WHYY: Wider Horizons for You and Yours

Why is it important to listen to students’ unique voices?

The student who produced this video was encouraged to create a video on a topic that they were personally interested in. The topic that they chose is one that affects them and their communities on a daily basis. By producing a story about someone who is trying to solve a problem in their own community, this student is involved in changing their world. It’s important for students to see themselves as active participants so that they can feel empowered to make a difference in the world.

Frontiers in Youth Media Work: Shawn’s Video, “Turning Guns into Garden Tools.”

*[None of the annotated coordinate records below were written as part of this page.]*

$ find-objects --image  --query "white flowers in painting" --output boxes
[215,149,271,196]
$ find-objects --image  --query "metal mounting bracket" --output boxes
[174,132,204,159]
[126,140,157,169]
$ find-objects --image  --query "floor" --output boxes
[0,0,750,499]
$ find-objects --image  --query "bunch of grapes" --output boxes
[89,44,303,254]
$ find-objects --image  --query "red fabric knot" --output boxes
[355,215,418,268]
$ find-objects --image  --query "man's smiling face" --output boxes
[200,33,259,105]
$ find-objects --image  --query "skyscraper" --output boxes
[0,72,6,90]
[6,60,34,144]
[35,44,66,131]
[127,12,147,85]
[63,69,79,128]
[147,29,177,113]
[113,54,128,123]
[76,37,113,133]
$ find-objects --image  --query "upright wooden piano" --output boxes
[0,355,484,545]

This video was produced through WHYY’s Pathways to Media Careers program by Shawn McCarthy, a student at Kensington High School and a participant in WHYY’s Media Lab there. We’ve selected this video as exemplary of pushing frontiers in our field as it showcases three areas where WHYY is helping to drive the youth media field:

•Following students’ lead and listening to their voices: Youth voice has always been central to WHYY’s work with students. As a student in Kensington’s Media Lab, Shawn was deeply dedicated to completing a documentary on the opioid epidemic, the effects of which he witnessed every day on his way to school. Ultimately, the documentary proved too big and crisis too intractable for Shawn to effectively tackle. But there was something else in Shawn’s neighborhood that offered a different lens on neighborhood problems, a storefront where a man was decommissioning guns and turning them into garden tools. Shawn came to us completely energized by what he’d seen. Could he make a movie about this guy? With the help of WHYY’s Youth Employment program, Shawn created an Emmy-nominated documentary, not about a seemingly intractable and hopeless problem, but about people sowing hope and working toward solutions.

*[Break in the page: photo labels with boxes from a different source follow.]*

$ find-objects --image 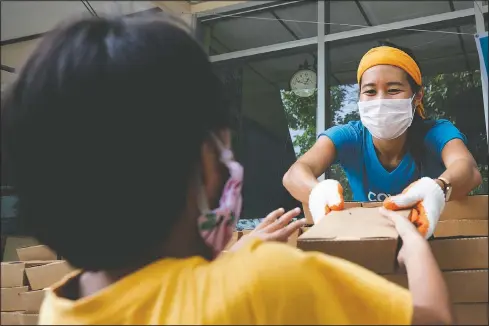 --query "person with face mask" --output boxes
[283,42,482,238]
[1,17,452,325]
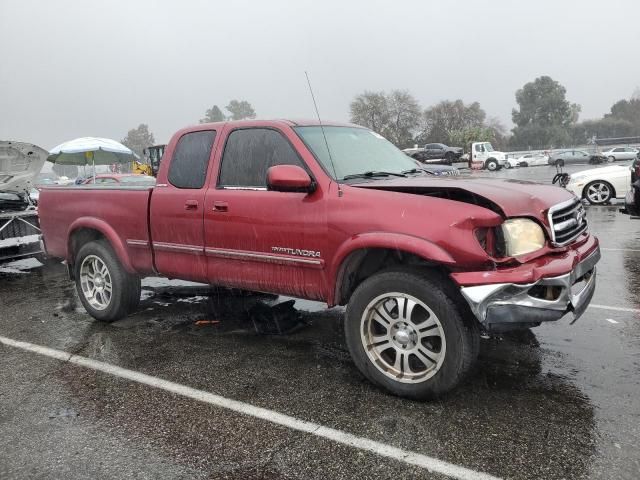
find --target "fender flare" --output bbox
[327,232,456,305]
[67,217,136,273]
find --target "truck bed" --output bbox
[39,185,153,273]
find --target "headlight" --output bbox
[502,218,545,257]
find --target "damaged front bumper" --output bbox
[0,210,44,262]
[460,244,600,331]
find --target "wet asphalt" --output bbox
[0,162,640,480]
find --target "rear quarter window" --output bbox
[168,130,216,189]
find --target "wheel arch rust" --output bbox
[327,232,456,306]
[66,217,136,273]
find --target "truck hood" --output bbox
[350,176,574,219]
[0,140,49,193]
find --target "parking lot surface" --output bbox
[0,166,640,480]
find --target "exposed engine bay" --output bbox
[0,141,48,262]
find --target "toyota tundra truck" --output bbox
[40,120,600,399]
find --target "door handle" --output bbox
[213,202,229,212]
[184,200,198,210]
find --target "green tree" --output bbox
[511,76,580,148]
[383,90,421,148]
[350,91,391,133]
[224,100,256,120]
[448,126,499,151]
[200,105,226,123]
[604,97,640,128]
[418,100,487,145]
[120,123,155,157]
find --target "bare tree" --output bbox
[224,100,256,120]
[384,90,421,148]
[120,123,155,156]
[350,91,390,133]
[200,105,226,123]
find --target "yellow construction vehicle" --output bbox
[131,160,153,176]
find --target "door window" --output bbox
[169,130,216,188]
[218,128,305,188]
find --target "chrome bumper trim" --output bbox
[460,247,600,325]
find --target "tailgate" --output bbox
[38,185,153,272]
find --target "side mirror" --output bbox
[267,165,316,193]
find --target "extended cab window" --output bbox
[169,130,216,188]
[218,128,305,188]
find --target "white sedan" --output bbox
[566,165,631,205]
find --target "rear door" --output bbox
[149,130,216,282]
[205,126,327,299]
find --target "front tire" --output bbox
[582,180,614,205]
[74,240,140,322]
[345,271,479,400]
[444,152,453,165]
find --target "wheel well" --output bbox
[68,228,106,265]
[582,180,616,198]
[334,248,448,305]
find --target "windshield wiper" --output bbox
[342,170,406,180]
[402,168,433,175]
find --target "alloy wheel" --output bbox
[360,293,446,383]
[587,182,611,203]
[80,255,113,310]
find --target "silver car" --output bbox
[548,150,606,166]
[602,147,638,162]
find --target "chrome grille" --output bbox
[549,198,588,247]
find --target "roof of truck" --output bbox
[200,118,363,128]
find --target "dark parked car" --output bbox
[621,158,640,218]
[549,150,607,166]
[411,143,463,165]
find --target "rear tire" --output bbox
[345,270,480,400]
[74,240,141,322]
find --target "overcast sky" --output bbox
[0,0,640,149]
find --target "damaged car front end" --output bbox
[0,141,48,262]
[453,199,600,332]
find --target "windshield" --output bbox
[120,175,156,185]
[483,143,493,152]
[294,126,419,180]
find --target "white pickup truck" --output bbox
[469,142,507,172]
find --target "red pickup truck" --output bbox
[40,120,600,399]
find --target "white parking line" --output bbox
[600,247,640,252]
[589,303,640,313]
[0,336,499,480]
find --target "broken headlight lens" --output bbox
[502,218,545,257]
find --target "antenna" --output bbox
[304,71,342,197]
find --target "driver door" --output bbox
[204,127,327,299]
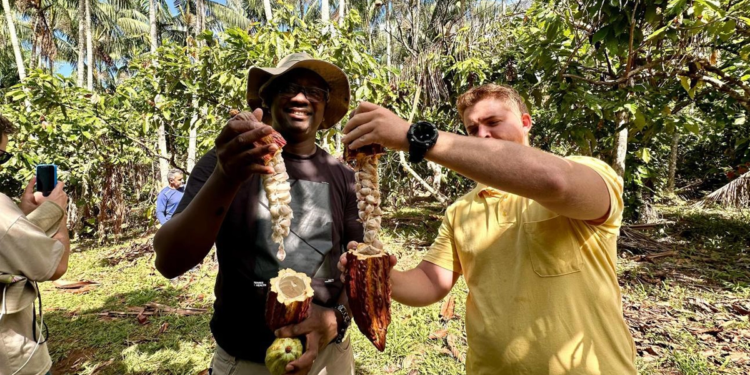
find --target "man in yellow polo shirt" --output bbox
[339,84,636,375]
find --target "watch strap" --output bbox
[333,305,352,344]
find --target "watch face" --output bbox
[414,122,437,143]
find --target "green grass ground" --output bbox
[42,207,750,375]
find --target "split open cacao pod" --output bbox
[345,244,391,352]
[266,269,314,331]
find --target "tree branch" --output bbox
[625,0,638,83]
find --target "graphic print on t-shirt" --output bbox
[255,179,333,280]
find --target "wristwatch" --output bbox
[406,121,439,163]
[333,305,352,344]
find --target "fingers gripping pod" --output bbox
[344,145,391,352]
[255,130,294,261]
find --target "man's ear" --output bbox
[521,113,534,135]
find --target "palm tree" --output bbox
[76,0,86,87]
[263,0,273,22]
[3,0,26,81]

•Helping students connect their learning to career pathways. Shawn’s video represents the next step: connecting his experience in the Media Lab to real world work experiences. WHYY’s Pathways to Media Careers Program is a next step open to any graduate of our Media Labs program. Asa participant in this program, Shawn received additional mentoring and job skills training, work placement, and publication opportunities. Not only was he paid for his work, he had the opportunity to see the story he produced on TV, and was connected to further opportunities to help him envision a career in this field. This summer, in partnership with the School District of Philadelphia, WHYY will begin offering graduation credit to students in our Pathways program.

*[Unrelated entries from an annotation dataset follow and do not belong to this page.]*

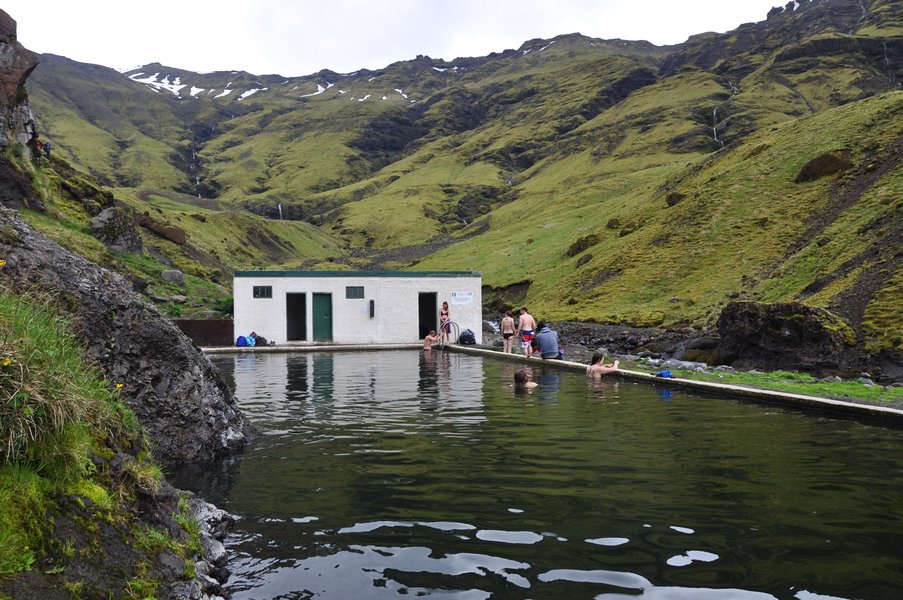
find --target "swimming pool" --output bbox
[176,350,903,600]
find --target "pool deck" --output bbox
[201,344,903,425]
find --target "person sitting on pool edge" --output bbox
[514,369,539,388]
[423,329,442,350]
[536,322,561,360]
[586,350,621,379]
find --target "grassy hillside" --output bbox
[19,0,903,350]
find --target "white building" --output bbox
[232,271,483,344]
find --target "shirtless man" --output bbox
[517,306,536,358]
[423,329,442,350]
[499,310,517,354]
[586,350,621,379]
[514,369,539,388]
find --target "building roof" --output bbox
[233,271,482,279]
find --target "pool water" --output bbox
[176,349,903,600]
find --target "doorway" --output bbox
[285,294,307,342]
[313,294,332,342]
[417,292,439,338]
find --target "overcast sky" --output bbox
[2,0,786,76]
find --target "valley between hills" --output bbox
[12,0,903,372]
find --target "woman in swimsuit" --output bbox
[586,350,620,379]
[500,310,517,354]
[439,302,451,346]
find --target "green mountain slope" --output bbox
[19,0,903,350]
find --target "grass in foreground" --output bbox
[0,286,202,598]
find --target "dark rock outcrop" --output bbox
[0,199,253,465]
[0,10,38,151]
[91,206,144,252]
[794,152,853,183]
[138,213,188,246]
[717,302,864,374]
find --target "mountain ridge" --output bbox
[14,0,903,376]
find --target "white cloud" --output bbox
[3,0,785,76]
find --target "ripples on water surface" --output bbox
[178,350,903,600]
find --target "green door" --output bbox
[313,294,332,342]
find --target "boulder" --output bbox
[160,269,185,285]
[138,213,188,246]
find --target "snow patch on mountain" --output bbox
[129,72,187,96]
[301,81,334,98]
[238,88,267,101]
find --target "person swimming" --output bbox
[586,350,621,379]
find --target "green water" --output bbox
[178,350,903,600]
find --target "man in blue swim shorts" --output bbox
[517,306,536,358]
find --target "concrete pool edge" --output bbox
[452,346,903,425]
[200,343,903,425]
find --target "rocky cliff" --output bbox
[0,11,251,465]
[0,10,38,152]
[0,202,252,465]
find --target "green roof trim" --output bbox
[233,271,482,279]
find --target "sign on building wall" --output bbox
[452,292,473,304]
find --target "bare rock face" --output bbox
[717,302,864,373]
[138,213,188,246]
[0,10,38,148]
[0,199,253,465]
[91,206,144,252]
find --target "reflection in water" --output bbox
[179,349,903,600]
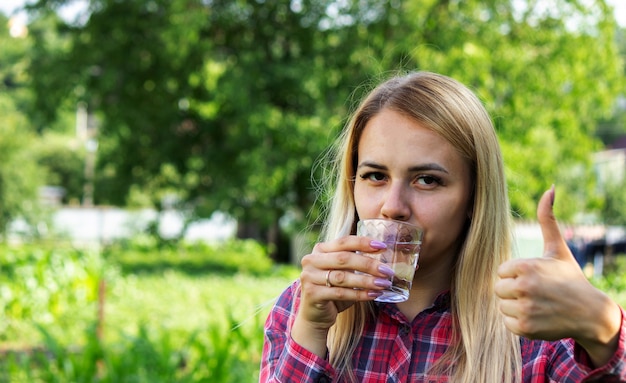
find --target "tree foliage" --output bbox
[17,0,624,249]
[0,14,44,240]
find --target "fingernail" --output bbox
[370,241,387,250]
[378,263,396,277]
[374,278,391,289]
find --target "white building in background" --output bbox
[10,207,237,245]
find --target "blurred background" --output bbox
[0,0,626,382]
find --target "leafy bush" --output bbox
[104,237,273,275]
[0,316,263,383]
[0,243,115,341]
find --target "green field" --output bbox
[0,242,298,382]
[0,241,626,383]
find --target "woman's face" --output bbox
[354,109,472,269]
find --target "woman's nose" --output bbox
[380,184,411,221]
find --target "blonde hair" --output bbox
[323,72,521,383]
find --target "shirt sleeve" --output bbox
[574,307,626,383]
[521,308,626,383]
[259,281,334,383]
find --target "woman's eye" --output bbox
[360,172,386,182]
[417,176,441,186]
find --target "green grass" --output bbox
[0,239,626,383]
[0,241,298,382]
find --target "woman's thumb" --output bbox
[537,185,571,258]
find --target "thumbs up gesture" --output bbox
[495,186,622,366]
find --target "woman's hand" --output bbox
[291,236,393,357]
[496,188,622,366]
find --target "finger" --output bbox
[301,240,394,278]
[494,278,520,299]
[498,259,524,279]
[320,270,391,290]
[314,235,387,253]
[537,185,572,260]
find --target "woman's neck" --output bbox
[397,262,452,321]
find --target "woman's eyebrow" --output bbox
[357,161,387,170]
[409,162,448,173]
[357,161,448,174]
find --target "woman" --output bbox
[260,72,626,382]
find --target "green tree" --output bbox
[0,14,44,240]
[20,0,623,255]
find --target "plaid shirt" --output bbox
[259,281,626,383]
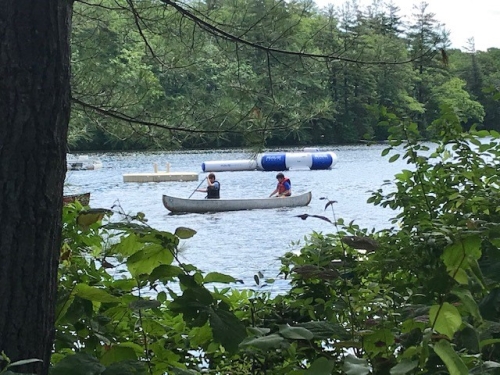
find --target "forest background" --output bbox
[69,0,500,151]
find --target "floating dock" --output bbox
[123,163,198,182]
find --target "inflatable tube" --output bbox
[257,151,337,171]
[257,153,287,171]
[201,160,257,172]
[285,152,312,169]
[311,152,337,170]
[302,147,319,152]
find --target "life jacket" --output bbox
[278,177,292,194]
[206,181,220,199]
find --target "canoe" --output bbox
[163,192,312,213]
[63,193,90,206]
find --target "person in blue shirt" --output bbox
[269,172,292,197]
[196,173,220,199]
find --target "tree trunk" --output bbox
[0,0,72,375]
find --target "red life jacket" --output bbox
[278,177,292,194]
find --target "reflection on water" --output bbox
[66,145,408,289]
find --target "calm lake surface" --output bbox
[66,145,408,292]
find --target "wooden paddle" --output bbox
[188,177,207,199]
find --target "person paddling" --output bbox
[196,173,220,199]
[269,172,292,197]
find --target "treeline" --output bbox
[69,0,500,150]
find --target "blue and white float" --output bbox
[257,151,337,171]
[201,148,337,172]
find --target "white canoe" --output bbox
[163,192,312,213]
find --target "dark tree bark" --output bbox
[0,0,72,374]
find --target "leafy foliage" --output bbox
[36,108,500,375]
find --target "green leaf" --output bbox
[305,357,335,375]
[434,340,469,375]
[102,361,148,375]
[479,339,500,349]
[210,309,247,353]
[203,272,237,283]
[390,359,418,375]
[299,322,350,339]
[127,244,174,277]
[50,353,106,375]
[100,345,137,366]
[451,288,483,322]
[469,361,500,375]
[74,284,120,303]
[279,325,314,340]
[175,227,196,240]
[8,358,43,368]
[389,154,401,163]
[344,354,370,375]
[441,236,481,284]
[240,333,285,351]
[129,299,161,311]
[429,302,462,340]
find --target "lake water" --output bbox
[66,145,407,291]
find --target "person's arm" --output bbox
[278,182,292,197]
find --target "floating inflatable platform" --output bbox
[257,151,337,171]
[201,148,338,172]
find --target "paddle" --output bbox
[188,177,206,199]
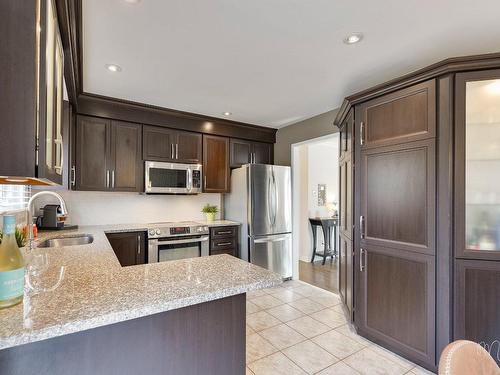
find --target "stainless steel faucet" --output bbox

•Sharing youth voices with broad audiences: Shawn’s video was produced in a youth media program, but it aired in prime time, on WHYY’s You Oughta Know magazine show. It was further shared nationally by PBS News Hour Student Reporting Labs, who have invited Shawn to join their student reporting fellowship in Boston this summer. And ultimately, Shawn was nominated for a student Emmy from the National Academy of Television Arts and Sciences Mid-Atlantic Chapter for his efforts. Through the work of students like Shawn and the mentorship, skills training, worksite placement, and distribution WHYY provides, we are emerging as youth media leaders in the public media sphere.